Выбрать главу

– Что вы говорите, – воскликнул маэстро и громко расхохотался, – что вы говорите, да неужели кот?!

– Только не отпирайтесь, – продолжал профессор, – на этом малыше, там в каморке, вы испробовали те самые абстрактные методы воспитания, вы научили его читать и писать, вы преподали и внушили ему всяческие познания и науки, так что он уже теперь возомнил себя сочинителем и даже кропает стихи.

– Ну, – проговорил маэстро, – ничего подобного со мной никогда не случалось! Чтобы я так воспитал своего кота и обучил его всяческим наукам и прочим познаниям? Скажите-ка, что это у вас за беспокойное, чрезмерно разыгравшееся воображение. Не бредите ли вы, господин профессор? Смею заверить вас, что мне ровно ничего не известно касательно воспитания и образования моего кота, да и более того – все, о чем вы тут говорили, я считаю совершенно невозможным!

– Ах, так? – преспокойно произнес профессор, вытащил из кармана тетрадку, в которой я мгновенно узнал украденную у меня юным Понтом рукопись, и стал читать:

Устремление к возвышенному Чу, что за чувство в сердце воцарилось, Откуда этот вихрь тревоги краткой? Зачем мне прыгнуть хочется украдкой? Иль гениальность впрямь в меня вселилась?
Какой душа любовью окрылилась? В чем суть вещей? Костер надежды шаткой? Откуда это чувство жажды сладкой? Что с трепетным сердечком приключилось?
В волшебных стран неведомом просторе, Безгласный, бессловесный, безъязыкий, Влачусь, – но свежесть внешнюю почуя, От тяжких уз освобожусь я вскоре!
Дичь отыскав в листве густой и дикой, Взыграв душой, за крылышко схвачу я!
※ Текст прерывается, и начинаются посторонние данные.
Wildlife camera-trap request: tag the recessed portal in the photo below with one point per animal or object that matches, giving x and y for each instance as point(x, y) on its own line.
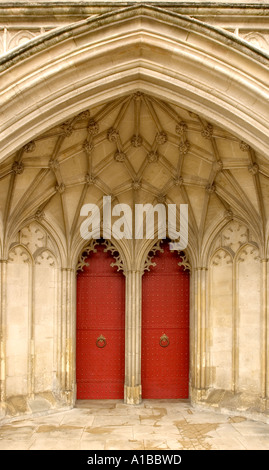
point(165, 328)
point(100, 329)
Я надеюсь, что каждый из моих любезных и благосклонных читателей оценит истинную образцовость этого великолепного сонета, который излился из глубочайших недр моей души, и тем более будет восторгаться, если я заверю его, что сонет этот принадлежит к числу самых первых из изготовленных мною. Однако же профессор, злобствуя, прочел его настолько невыразительно, настолько гнусно, что я сам едва узнал собственное свое творение и в приступе внезапного гнева, по-видимому присущего юным поэтам, готов был уже выпрыгнуть из своего убежища, вцепиться господину профессору в физиономию и испробовать на ней остроту своих когтей. Тем не менее здравая мысль, что я всенепременно останусь в накладе, если оба они, маэстро и профессор, накинутся на меня и зададут мне трепку, заставила меня подавить свой гнев, я испустил сердитое «мяу», которое меня безусловно выдало бы, если бы маэстро, как только профессор завершил чтение сонета, вновь не расхохотался и притом самым шумным образом, и хохот этот уязвил мой слух куда более, чем злополучная бестактность профессора.

– Ха-ха! – воскликнул маэстро. – И впрямь этот сонет вполне достоин кота, но я все еще не понимаю вашей шутки… Профессор, скажите мне лучше напрямик – куда вы клоните?

Профессор, не отвечая моему маэстро, продолжал листать мою рукопись и затем прочел:

Глосса

У любви дорог немало, Дружба прячется от глаз. Глянь, любовь в душе взыграла, Снова пробил дружбы час!
Стоны жалоб боязливых Слышу я везде и всюду; Скорбью ль я охвачен буду Иль отрадой дней счастливых? Сам себя в словах пытливых Я спросил бы, сном иль тишью Нежность в сердце расцветала? Сердце, будь словес превыше; Ах, в подвале и на крыше У любви дорог немало!
Но забудутся томленья, Сопряженные с любовью: Тихий, чуждый суесловью, Встречу утро исцеленья! Сладок миг выздоровленья! С киской я носиться буду ль? Нет, решенья пробил час! На досуге милый пудель Мне свою покажет удаль… Дружба прячется от глаз!